But according to a new Spectrum study, the business model is still new to most investors. When asked to rate their familiarity with various investment terms on a scale of 0 to 100, where 0 is not at all familiar and 100 is very familiar, wealthy investors rated their knowledge of the term “robo-advisor” at just 15.47. The younger the investors were, however, the more familiar they were with robo-advisors.
On the plus side, robo-advisors democratize financial advice. With a robo-advisor, there are no investment minimums; anyone can use the programs. While that sounds convenient and beneficial, there are dangers in providing “expert” advice for everyone. Yes, the robo-advised, largely passive index-based portfolios may benefit investors by decreasing investment costs and diversifying their holdings. However, there is a more significant problem that robo-advisors can’t solve. Robo-advisors can’t counsel clients to ensure that they don’t bail out of the market at precisely the wrong time during a bout of market volatility. And they can’t counsel clients to ensure they don’t succumb to irrational exuberance during market highs.
As we know, thanks to the market research firm Dalbar’s 20 years of Quantitative Analysis of Investor Behavior (QAIB) studies, individual investors tend to sell low and buy high, which results in lower returns when compared to institutional investors. Dalbar’s 2014 QAIB report showed a 20-year return of 9.22% for the S&P 500 compared to the average investor’s return of 5.02%.
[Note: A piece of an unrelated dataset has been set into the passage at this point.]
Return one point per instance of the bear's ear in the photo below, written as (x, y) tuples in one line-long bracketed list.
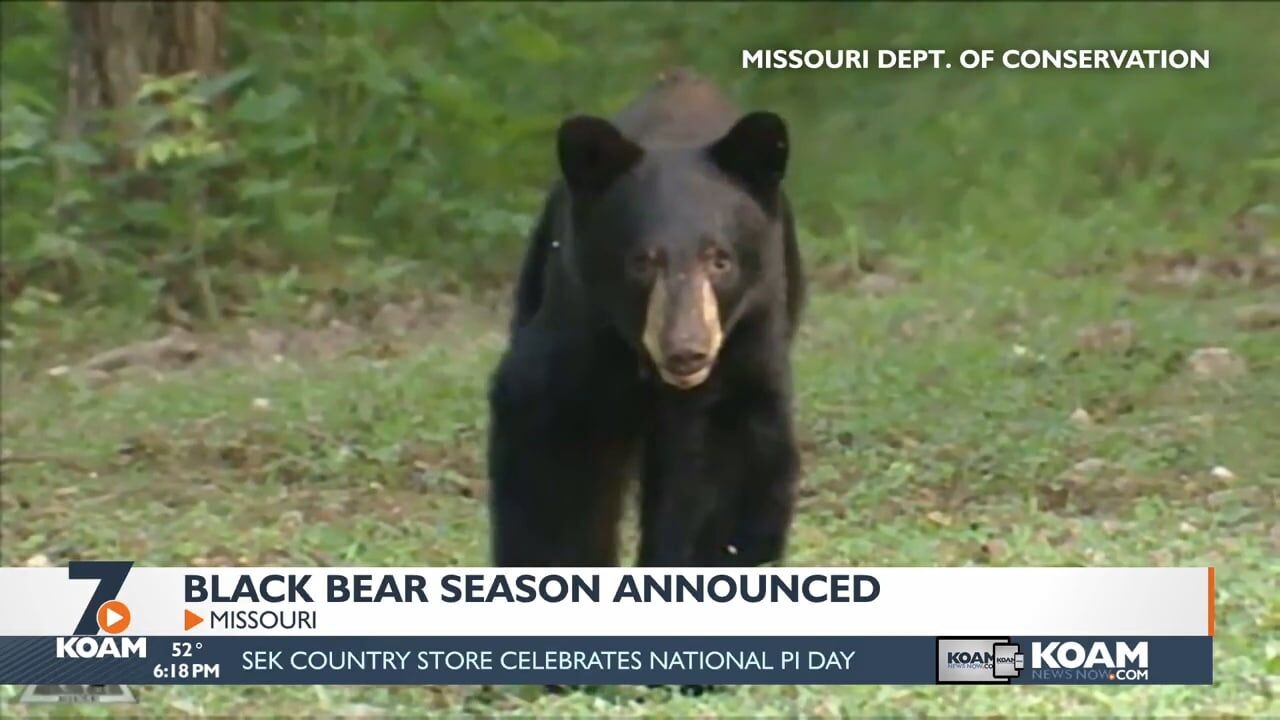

Studies like Dalbar’s QAIB also help underscore the value of a trusted advisor’s relationship-oriented services such as wealth management and behavioral coaching. Estate and succession planning or advice on long-term care insurance or charitable giving just can’t be delivered by a robo-advisor. A trusted advisor (i.e., a real human being) can help you to set clear goals and monitor your progress throughout inevitable life changes and market swings. Especially in today’s fast-moving, volatile market, this work is both an art and a science.